API reference¶
Everything importable from import omnist. Types: a Document is held by a
Doc; a Schema is a root reference plus named Record definitions, where
a field's type is always exactly one Scalar or one Ref. See the
user guide for narrative and the
model spec for the formal definitions.
import omnist
omnist.__version__ # "0.1.3"
Documents¶
doc(value) -> Doc¶
Build a Doc from a plain Python value. A dict becomes an edge list; a key
whose value is a list expands into one edge per item (a repeated label). A
scalar becomes a leaf. A bare list, an array-of-arrays, a non-string key, a
cycle, or nesting past the depth limit raises DocumentError.
class Doc¶
A guarded handle on a Document node — either a leaf (a scalar value) or an
internal node (an ordered list of (label, child) edges).
Construction
Doc.of(value) |
same as doc(value) |
Doc.from_oml(text) |
read OML, Omnist's own format (see the guide) |
Doc.from_json(text) / from_yaml / from_toml / from_xml |
read a format string |
Doc.from_format(name, text) |
read by format name ("json", "oml", …) |
Shape & navigation
.is_leaf (property) |
True for a scalar leaf |
.value (property) |
the scalar of a leaf (raises on an internal node) |
.edges() -> list[(str, Doc)] |
the ordered (label, child) edges |
.labels() -> list[str] |
distinct labels, in first-seen order |
.get(label) -> list[Doc] |
all children under label (a list — labels may repeat) |
.get_one(label) -> Doc |
the single child under label (raises unless exactly one) |
.count(label) -> int |
how many edges carry label |
.child(label) -> Doc |
a cursor to the single child (editable if it's a node) |
Editing (mutates the edge list; returns self for chaining)
.add(label, value) |
append an edge — a repeated label is how an array grows |
.set(label, value) |
replace the single child under label, or add it |
.remove(label) |
drop every edge under label |
Export
.to_data() |
the canonical Python form — a scalar, or a list of (label, …) tuples |
.to_grouped() |
a JSON-shaped projection: same-label edges grouped into a list |
.to_oml(**opts) |
serialize to OML — the only format with zero adjustments |
.to_json(**opts) / .to_yaml() / .to_toml() / .to_xml() |
serialize to a format |
.to_format(name, **opts) |
serialize by format name |
.check_oml() -> WriteReport |
always empty — see OML |
.check_json() / .check_yaml() / .check_toml() / .check_xml() -> WriteReport |
simulate the matching to_*, no output |
.check_format(name) -> WriteReport |
simulate to_format(name), no output (needs the format's check) |
.validate(schema) -> ValidationResult |
shorthand for schema.validate(self) |
Doc also supports == (compares the underlying data, against a Doc or a
plain value).
Schemas¶
parse_schema(text) -> Schema¶
Parse DSL text (record / root) into a Schema.
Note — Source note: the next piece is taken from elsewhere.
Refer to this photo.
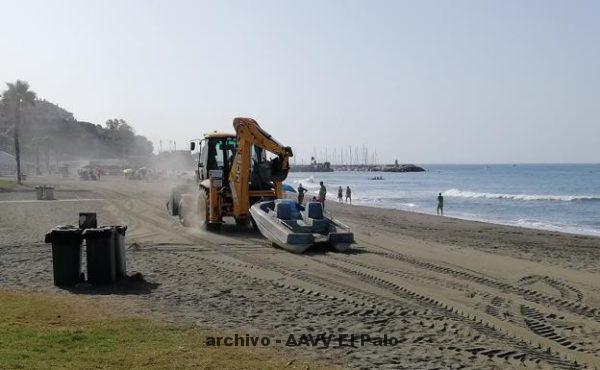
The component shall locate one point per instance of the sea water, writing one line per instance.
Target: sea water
(561, 197)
Raises
SchemaError on malformed text or an undefined reference. See the
DSL section of the guide.
to_dsl(schema) -> str¶
Serialize a Schema back to DSL text. parse_schema(to_dsl(s)) is equivalent
to s.
infer(samples, root_name="Root") -> Schema¶
Draft a schema from example Documents (Docs or plain values). Cardinality
follows observed counts (present in every sample → required; sometimes absent →
optional; seen more than once → array); object children become nested named
records.
A scalar field's Scalar is determined from the kinds of its observed
values: integer and number collapse to number (the one subset relation
between scalars); any other mix of kinds for the same field (e.g. an
integer and a string) raises SchemaError — a field infers to exactly
one scalar, never a composition. The field is nullable iff any sample's
value was null, independent of which kind(s) were observed; if a field
occurred but every observed value was null, infer defaults to a
nullable string. The full algorithm, with the exact collapse and default
rules, is
model.md §11.
The Python builder¶
| Function | Builds |
|---|---|
record(*fields) -> Record |
a closed record from Fields |
field(label, type, min=1, max=1) -> Field |
one field; type is a Scalar (e.g. t.string) or a Ref; max=None is unbounded |
nullable(scalar) -> Scalar |
a copy of scalar that also accepts null (the ? form) |
ref(name) -> Ref |
a reference to a named record |
schema(root, **env) -> Schema |
assemble a Schema (root is a Ref or a name string) |
t |
the scalar namespace: t.string, t.integer, t.number, t.boolean, t.date, t.time, t.datetime — ready-to-use Scalar instances, passed as-is as a field's type |
from omnist import schema, record, field, ref, nullable, t
s = schema(ref("User"),
User=record(field("name", t.string),
field("note", nullable(t.string), min=0, max=1),
field("tags", t.string, min=0, max=None)))
class Schema¶
Schema(root: Ref, env: dict[str, Record] = None) — a root reference plus
named record definitions. Raises SchemaError if root isn't a Ref, if any
env entry isn't a Record, or if a Ref (the root or one inside a field)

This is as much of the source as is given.